[Culture] La Compagnie Danse des Signes investit le musée des Abattoirs.

OUVERTURE.  Quand art et public s’entendent. Danseurs et comédiens proposent jusqu’à samedi un parcours autour de l’exposition de Raphaël Zarka et Aurélien Froment. Une autre manière de découvrir l’art contemporain et de le rendre accessible à tous. 

Compagnie Danse des Signes
@Darrigrand

«Une exposition, c’est ce que l’on nous donne à voir mais aussi ce que l’on en fait. Eux se sont complètement réapproprié l’espace.» Laurence Darrigrand, responsable du service des publics du musée des Abattoirs, décrit le parcours créé par la Compagnie Danse des Signes. Une initiative originale qui mêle danse, théâtre et musée.

Au milieu des mosaïques d’images et des sculptures en bois de l’exposition d’Aurélien Froment et Raphaël Zarka, deux danseurs-comédiens déambulent, accompagnés par la musique du beatmaker Riot. «C’est une autre façon d’aborder l’art contemporain que le public pense souvent cloisonné», explique la responsable. «J’espère que nos jeux leur permettent d’entrevoir cet univers et d’en comprendre quelque chose», ajoute Julia Pelhate, une des danseuses. Ce parcours a été imaginé par la chorégraphe Lucie Lataste, qui confie avoir été facilement inspirée par ce contexte de travail original : «L’imagination vient très vite car le décor est déjà posé», raconte-t-elle. Mais les danseurs ont dû s’adapter à des contraintes inhabituelles : « Nous ne pouvons pas choisir des mouvements larges et n’avons qu’un petit espace pour jouer afin de permettre au public de nous voir tout en observant l’œuvre », explique l’une des comédiennes.

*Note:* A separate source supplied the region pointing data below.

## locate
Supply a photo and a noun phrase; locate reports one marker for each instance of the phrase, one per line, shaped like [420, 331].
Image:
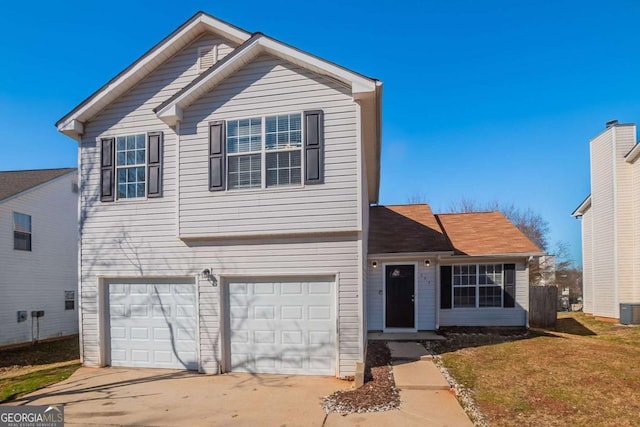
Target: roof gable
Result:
[72, 124]
[485, 233]
[405, 228]
[170, 111]
[16, 182]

Le lieu de représentation n’est pas la seule particularité de l’évènement. Si cette déambulation entre la centaine de créations attire ceux qui ne sont pas friands d’art contemporain, un autre public est également attendu. «La représentation est ouverte à tous, avec une attention particulière pour les personnes sourdes», explique la chorégraphe Lucie Lataste. Ainsi les différents tableaux scéniques proposés par des comédiens et danseurs sourds, sont ponctués d’intervention en langue des signes. Un ballon est également distribué aux spectateurs « pour qu’ils puissent ressentir les vibrations de la musique et rentrer physiquement dans l’exposition », décrit-elle.

À l’heure où les expositions et représentations culturelles destinées au public sourd sont encore rares, la danseuse compare ce parcours à une forme de militantisme: «Pour beaucoup de personnes sourdes, aller au musée ou au théâtre relève presque de l’exploit. Elles ont souvent eu un cursus scolaire très difficile, on ne leur a jamais permis d’apprendre l’art ou la culture en général. C’est donc une façon de dire : “oui, nous pouvons nous mettre en scène, danser, jouer sur de la musique et sentir le rythme”», ajoute Julia Pelhate.

De quoi ouvrir l’esprit du public atteint de surdité mais également de faire de la pédagogie auprès des personnes entendantes. Et ça marche : «A la fin de nos représentations, beaucoup de personnes sont venues nous voir et nous ont demandé si nous étions vraiment sourds et comment nous faisions pour entendre la musique», se réjouit Julia Pelhate.


 

Infos pratiques :

Prochaines représentations : jeudi 5 janvier à 18h30, vendredi 6 janvier à 15h30 et samedi 7 janvier visite guidée LSF à 14 h 30 et spectacle à 15h30. Entrée gratuite.